The Aftermath: Blood Over Texas Horror For the Holidays V – 5

16 years ago, my life changed when I accepted a job interview with a tech company in Tallahassee, Florida. It was a fly-in/fly-out interview, but what I saw was enough to risk moving across country for something that might turn back into pumpkins and mice at any moment. (That’s about what happened, and several former co-workers regularly re-apologize for my getting laid off just before Christmas. I tell them that they have nothing to apologize for: if not for those four months in Tally, my life would be drastically different today, and much less satisfying. Hell, I might have returned to writing for science fiction magazines.) I had a lot of entertaining encounters in both the Dallas and Tallahassee airports, but one of the most interesting was from a Miami native who was switching flights in Tally before heading home, and he asked why the HELL would I want to live in the Florida Panhandle. “South Florida: that’s where the action is!”

Years later, after visiting Tampa and making friends I still hold dear, I understood what he was getting at. At the same time, in this line of work, a bit of quiet is exactly what I need to get things done.

It’s the same situation with Austin. “Look at all of the events out here! Look at the clubs, and the galleries, and the bookstores! Why, Dallas doesn’t even HAVE bookstores! You stand around staring at two-story buildings and ask if they have those newfangled indoor toilets!” Okay, so we’re not as relentlessly exciting as Austin, but we’re not completely uncivilized: the Adolphus Hotel in downtown finally took down the big “Free HBO in your room!” sign about a week ago. And if we don’t use indoor toilets, it’s usually because we’re really angry with a neighbor.

This isn’t a slam against Austin (two decades ago, if you’d told me I’d be defending Austin instead of riding a nuke into downtown, I’d have questioned your sanity, but times change), but it’s just not a town conducive to what the Triffid Ranch is trying to do. The secret to Dallas is that we’re not the hidebound, stick-in-the-mud business city popularly presented: we’ve got a wide-ranging music community, one hell of an arts community, and a lot of unorthodoxy that’s not advertised. That’s for a reason: the longer we can keep the contingent of SMU brats away, the longer a venue, locale, or community can last. It starts with a few of them coming in seeing if anyone knows any good coke dealers, and like roaches discovering spilled sugar, they leave scent trails for their friends. Before you know it, developers discover that artistic sweat equity made a locale particularly desirable, and it’s gentrified out of existence. The SMU brats who wanted to live there because it was cool leave because they don’t have a place to slum, the developers follow, and everyone else tries to rebuild elsewhere. The longer we keep quiet, the longer what we have lasts.

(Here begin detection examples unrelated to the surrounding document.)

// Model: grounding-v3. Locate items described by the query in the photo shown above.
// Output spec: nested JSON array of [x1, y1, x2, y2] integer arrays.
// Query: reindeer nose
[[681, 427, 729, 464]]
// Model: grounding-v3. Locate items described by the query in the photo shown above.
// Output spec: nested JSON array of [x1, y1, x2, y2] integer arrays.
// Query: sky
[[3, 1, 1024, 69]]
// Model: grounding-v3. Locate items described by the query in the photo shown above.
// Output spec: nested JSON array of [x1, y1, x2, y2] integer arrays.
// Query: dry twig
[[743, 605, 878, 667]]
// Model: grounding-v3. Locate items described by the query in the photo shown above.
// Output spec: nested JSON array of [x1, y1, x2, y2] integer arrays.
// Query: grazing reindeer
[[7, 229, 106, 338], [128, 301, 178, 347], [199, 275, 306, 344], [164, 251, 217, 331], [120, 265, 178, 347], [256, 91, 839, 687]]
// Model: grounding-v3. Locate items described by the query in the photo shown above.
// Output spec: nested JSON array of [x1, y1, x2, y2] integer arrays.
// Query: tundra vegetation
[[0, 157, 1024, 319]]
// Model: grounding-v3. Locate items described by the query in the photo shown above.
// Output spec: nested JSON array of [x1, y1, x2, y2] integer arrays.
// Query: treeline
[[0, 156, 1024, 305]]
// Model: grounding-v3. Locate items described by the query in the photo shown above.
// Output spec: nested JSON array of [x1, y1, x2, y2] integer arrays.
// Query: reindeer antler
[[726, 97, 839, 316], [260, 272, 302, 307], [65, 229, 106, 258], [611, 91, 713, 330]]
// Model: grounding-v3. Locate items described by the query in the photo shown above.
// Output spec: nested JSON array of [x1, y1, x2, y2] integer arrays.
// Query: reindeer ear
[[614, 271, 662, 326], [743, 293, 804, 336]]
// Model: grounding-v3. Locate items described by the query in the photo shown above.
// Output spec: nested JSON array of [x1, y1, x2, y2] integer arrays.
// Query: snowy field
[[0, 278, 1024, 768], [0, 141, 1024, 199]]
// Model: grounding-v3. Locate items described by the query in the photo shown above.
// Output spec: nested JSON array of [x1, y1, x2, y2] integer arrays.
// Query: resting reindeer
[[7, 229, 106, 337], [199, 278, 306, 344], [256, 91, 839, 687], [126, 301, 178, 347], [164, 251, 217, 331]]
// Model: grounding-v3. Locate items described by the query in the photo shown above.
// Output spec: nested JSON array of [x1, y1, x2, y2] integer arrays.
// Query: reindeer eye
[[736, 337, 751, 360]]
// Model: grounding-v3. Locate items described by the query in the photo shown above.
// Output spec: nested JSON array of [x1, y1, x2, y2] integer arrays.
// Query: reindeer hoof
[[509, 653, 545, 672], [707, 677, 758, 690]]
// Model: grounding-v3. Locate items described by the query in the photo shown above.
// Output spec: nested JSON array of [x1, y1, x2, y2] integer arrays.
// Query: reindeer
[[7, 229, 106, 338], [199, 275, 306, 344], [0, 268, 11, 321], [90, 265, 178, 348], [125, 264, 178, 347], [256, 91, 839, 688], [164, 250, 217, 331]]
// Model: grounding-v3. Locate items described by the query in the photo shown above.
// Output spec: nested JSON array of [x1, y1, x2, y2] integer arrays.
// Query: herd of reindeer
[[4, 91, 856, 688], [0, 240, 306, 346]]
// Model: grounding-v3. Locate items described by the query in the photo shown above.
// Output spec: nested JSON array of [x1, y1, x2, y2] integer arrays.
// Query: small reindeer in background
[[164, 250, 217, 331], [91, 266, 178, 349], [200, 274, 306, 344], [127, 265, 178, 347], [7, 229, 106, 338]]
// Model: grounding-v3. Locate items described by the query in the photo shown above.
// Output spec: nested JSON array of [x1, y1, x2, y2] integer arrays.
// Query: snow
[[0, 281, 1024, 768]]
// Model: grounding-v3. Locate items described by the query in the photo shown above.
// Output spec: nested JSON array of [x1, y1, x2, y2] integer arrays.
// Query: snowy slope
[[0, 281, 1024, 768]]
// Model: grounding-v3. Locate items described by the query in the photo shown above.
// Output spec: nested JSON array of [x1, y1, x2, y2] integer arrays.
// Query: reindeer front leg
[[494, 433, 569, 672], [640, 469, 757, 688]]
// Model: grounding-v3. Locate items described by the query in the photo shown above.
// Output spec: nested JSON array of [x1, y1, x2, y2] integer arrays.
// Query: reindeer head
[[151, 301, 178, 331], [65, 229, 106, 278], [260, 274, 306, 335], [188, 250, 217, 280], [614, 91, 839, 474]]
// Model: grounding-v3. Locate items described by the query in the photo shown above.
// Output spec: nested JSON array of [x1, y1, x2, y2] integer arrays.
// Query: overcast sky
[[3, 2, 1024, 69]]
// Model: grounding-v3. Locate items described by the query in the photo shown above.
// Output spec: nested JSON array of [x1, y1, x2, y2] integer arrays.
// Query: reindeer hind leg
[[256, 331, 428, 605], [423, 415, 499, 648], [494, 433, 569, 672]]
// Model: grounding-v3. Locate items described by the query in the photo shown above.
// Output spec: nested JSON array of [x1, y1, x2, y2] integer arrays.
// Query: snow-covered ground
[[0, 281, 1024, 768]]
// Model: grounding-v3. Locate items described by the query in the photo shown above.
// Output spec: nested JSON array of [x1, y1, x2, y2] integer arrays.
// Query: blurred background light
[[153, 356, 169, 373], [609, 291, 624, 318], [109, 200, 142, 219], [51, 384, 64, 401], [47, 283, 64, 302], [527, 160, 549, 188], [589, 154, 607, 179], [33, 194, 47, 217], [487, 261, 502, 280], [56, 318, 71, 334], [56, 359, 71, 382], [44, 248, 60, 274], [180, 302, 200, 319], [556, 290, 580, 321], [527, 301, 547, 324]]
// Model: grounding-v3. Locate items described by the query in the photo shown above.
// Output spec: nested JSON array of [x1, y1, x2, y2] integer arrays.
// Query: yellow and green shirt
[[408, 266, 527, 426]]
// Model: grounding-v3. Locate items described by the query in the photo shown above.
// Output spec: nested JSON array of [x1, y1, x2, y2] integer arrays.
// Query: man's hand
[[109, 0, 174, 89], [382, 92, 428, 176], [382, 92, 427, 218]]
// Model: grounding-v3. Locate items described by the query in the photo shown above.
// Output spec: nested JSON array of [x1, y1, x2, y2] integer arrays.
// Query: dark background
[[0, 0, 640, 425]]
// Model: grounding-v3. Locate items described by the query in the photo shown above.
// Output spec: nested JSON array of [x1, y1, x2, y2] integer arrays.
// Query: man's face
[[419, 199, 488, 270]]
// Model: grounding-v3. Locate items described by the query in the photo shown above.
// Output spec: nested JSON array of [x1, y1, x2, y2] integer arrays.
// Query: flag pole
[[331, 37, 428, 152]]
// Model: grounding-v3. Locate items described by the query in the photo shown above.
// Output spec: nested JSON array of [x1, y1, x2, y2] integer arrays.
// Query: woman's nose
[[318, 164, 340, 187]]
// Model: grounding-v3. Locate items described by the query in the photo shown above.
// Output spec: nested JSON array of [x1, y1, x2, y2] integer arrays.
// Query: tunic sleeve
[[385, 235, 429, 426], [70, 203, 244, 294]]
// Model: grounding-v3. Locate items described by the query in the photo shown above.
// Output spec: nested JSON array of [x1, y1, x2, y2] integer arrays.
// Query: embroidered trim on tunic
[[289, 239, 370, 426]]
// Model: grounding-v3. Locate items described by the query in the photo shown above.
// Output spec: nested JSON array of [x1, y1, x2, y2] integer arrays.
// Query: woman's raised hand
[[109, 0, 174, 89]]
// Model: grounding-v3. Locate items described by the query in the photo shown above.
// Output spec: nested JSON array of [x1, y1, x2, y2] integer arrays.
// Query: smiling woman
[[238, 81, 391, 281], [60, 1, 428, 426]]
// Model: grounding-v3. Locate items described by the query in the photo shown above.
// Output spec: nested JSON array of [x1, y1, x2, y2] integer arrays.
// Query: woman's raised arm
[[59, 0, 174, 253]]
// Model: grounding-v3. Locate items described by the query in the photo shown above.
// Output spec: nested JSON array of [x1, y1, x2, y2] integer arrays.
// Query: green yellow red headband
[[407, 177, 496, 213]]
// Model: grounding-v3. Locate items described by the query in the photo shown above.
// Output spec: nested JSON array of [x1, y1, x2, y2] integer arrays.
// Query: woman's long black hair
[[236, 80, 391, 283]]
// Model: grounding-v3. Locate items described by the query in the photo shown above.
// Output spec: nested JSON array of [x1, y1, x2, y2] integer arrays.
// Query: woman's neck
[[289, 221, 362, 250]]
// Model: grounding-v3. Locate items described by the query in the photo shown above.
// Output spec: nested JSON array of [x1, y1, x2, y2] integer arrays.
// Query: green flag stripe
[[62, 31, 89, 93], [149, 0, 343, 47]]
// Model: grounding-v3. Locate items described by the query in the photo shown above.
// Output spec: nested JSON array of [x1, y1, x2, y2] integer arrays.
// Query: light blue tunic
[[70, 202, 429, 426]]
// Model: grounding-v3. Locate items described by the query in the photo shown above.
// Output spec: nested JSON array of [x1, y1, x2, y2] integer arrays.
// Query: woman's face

This means that Dallas runs on a different artistic cycle than most cities. Nobody cares if you’re an aspiring writer or painter: the only people who think this matters are yuppies who assume that crowing “Well, I’M an artist!” will get them into loft spaces otherwise inaccessible to those with neither brains nor soul. Respect comes from finishing the projects you say you’re going to finish, no matter how lonely or bored you are in the interim, and then producing more. Dallas is a tough teacher in that regard, especially since the city in general only notices successful artists after they’ve become successful elsewhere, but it also produces people who don’t quit halfway through because they’re not getting enough attention. And for some of us, that lack of attention is a greater motivator than getting attention, because it makes us strive that much harder to prove we can do it. Distractions just prevent production.

And that, in a nutshell, is why I can’t live in Austin, or Houston, or New York, or New Orleans. Please note that I said nothing about dragging out enclosures and visiting.